50 euro - Tina Blau – Painter
Series: Austria - Austria’s Unsung Heroines
The first unsung Austrian heroine in this fascinating series, Tina Blau, born in Vienna in 1845, was drawn to painting as a child. In those days, aspiring female painters had to rely on private lessons as there were no official training opportunities for them, but she was fortunate to have a highly supportive father.
Not content to work in a studio, she painted landscapes at a time when outdoor painting was not very popular and was among the first Austrian artists to travel through Austria and other European countries in search of new subjects. Characterised by the rediscovery of Biedermeier realism, her style also showed impressionistic tendencies. She painted her masterpiece Spring in the Prater in the meadows of the Viennese park in 1882. Unprecedented in its brightness, the painting made Tina Blau an artist of European standing.

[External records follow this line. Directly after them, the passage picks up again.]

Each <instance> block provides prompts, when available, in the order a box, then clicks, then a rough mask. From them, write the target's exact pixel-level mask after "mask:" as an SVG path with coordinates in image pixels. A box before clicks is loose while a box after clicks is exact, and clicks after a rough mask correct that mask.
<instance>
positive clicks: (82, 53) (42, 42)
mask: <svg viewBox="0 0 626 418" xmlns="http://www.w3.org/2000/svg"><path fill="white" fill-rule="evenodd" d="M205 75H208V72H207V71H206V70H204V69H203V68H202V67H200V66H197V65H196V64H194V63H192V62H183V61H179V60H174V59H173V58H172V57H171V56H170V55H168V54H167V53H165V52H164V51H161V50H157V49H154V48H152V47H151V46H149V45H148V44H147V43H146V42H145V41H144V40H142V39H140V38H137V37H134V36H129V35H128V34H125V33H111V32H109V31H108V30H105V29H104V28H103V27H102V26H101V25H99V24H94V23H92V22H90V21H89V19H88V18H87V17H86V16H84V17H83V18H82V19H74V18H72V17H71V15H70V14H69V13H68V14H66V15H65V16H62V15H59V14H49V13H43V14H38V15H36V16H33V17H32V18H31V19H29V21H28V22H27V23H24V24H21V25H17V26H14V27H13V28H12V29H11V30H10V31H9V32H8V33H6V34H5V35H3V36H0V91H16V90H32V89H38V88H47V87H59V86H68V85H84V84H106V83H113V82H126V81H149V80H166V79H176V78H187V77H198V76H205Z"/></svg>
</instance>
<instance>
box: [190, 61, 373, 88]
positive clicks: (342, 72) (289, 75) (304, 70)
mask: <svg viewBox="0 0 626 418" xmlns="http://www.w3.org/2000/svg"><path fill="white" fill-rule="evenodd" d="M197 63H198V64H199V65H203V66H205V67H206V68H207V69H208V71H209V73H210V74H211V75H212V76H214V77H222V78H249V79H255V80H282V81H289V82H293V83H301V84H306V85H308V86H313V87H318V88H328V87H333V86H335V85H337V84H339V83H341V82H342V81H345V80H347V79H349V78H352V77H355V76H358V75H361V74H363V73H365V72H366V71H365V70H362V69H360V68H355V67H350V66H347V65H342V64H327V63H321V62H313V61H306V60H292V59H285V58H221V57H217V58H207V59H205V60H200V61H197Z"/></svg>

In 1883, she moved to Munich where she taught at the Women Artists’ Association. Her first major exhibition was held there in 1890; she later exhibited her work at the Chicago World’s Fair in 1893 and her work was presented at many subsequent international exhibitions. In 1897, she helped found the Wiener Frauenakademie, an art school for women in Vienna, where she taught until 1915. A truly modern painter and thinker, Tina Blau was a courageous and independent personality who had a profound effect on the next generations of women artists. She died in the Austrian capital in 1916.
The coin’s obverse features a likeness of Tina Blau taken from a photograph from her youth. A broad brushstroke dominates the background of the coin. Decorated with trees and flowers, the right-hand side of the coin’s reverse focuses on the landscape painting for which Tina Blau became famous. The portraits of two women on the left allude to her time teaching at the Wiener Frauenakademie.